Already...already I have not fulfilled my resolution to post about God's minute by minute presence on the same day as Frank Laubach did in 1930. This should have been posted on January 26 and here it is the 30th already. However, Laubach's 1/26 entry includes this comment: "I am feeling God in each movement, by an act of will -- willing that He shall direct these fingers that now strike this typewriter -- willing that He shall pour through my steps as I walk -- willing that He shall direct my words as I speak, and my very jaws as I eat!" Therefore, following God's directions moment by moment is more important that deciding that I should match up my days of writing with Laubach's.
Oh, if only I had had such a high and lofty reason for not writing. I confess on the 26th, I was just trying to get through the day with two grandchildren, one sick husband, a visiting daughter, and her two guests, all staying in my house that is under renovation due to broken water pipes.
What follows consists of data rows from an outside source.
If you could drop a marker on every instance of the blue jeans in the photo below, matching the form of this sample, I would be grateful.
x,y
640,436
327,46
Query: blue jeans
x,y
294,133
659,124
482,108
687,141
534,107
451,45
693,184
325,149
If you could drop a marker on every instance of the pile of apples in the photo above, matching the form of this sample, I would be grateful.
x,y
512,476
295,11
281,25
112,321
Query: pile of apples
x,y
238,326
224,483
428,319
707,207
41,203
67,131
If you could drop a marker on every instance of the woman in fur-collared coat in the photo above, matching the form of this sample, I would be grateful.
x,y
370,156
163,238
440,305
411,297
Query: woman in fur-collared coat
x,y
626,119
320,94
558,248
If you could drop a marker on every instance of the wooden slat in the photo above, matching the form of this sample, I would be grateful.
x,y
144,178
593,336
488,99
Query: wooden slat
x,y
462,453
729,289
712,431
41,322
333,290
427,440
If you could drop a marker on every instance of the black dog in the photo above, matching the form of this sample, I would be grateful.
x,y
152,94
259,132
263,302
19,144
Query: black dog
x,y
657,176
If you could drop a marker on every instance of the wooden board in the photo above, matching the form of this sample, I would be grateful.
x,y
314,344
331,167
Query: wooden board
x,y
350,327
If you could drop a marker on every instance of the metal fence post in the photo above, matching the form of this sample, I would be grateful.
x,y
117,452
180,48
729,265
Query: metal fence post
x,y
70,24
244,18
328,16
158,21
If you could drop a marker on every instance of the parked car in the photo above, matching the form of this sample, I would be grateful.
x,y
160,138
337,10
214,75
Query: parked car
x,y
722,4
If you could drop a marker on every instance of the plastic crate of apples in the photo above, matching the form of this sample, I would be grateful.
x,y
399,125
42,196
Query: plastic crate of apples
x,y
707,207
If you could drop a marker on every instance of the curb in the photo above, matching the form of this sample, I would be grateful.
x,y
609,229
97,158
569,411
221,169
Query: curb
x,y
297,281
You will want to give me the benefit of the doubt, yes? You will hope that throughout that day I practiced the words of Laubach's boyhood hymn:
Moment by moment, I'm kept in His love;
Moment by moment, I've life from above;
Looking to Jesus till glory doth shine;
Moment by moment, O Lord, I am Thine.
Well, yes, but it wasn't anything conscious on my part. I was kept in His love; I did have life from above, I am His: I just can't say that I consciously looked to Jesus moment by moment.
Yet, I sense something in this second (third? fourth?) reading of this entry -- God highlighting Laubach's two burning passions and particularly the second passion: "to respond to God as a violin responds to the bow of the master." Violins do not think, "Oh, now, see how the master is drawing the letter C across my strings; now he is plucking me so I must make this sound." No, the violin responds the way it was always meant to respond to a Master Musician because of the hands of a Master Craftsman. My analogy of course breaks down because we are indeed created to think and give glory to Him. Still, I am discovering days when His presence is so all-encompassing that we have no need of words. I look back and find that I have responded to His presence in a way that pleases Him (no, not 24/7, but the signs of His presence in my life, the signs of His mind within me, the signs of His living and breathing in me, are there). And, I hang onto the hope that He who started a good work will indeed bring it to completion.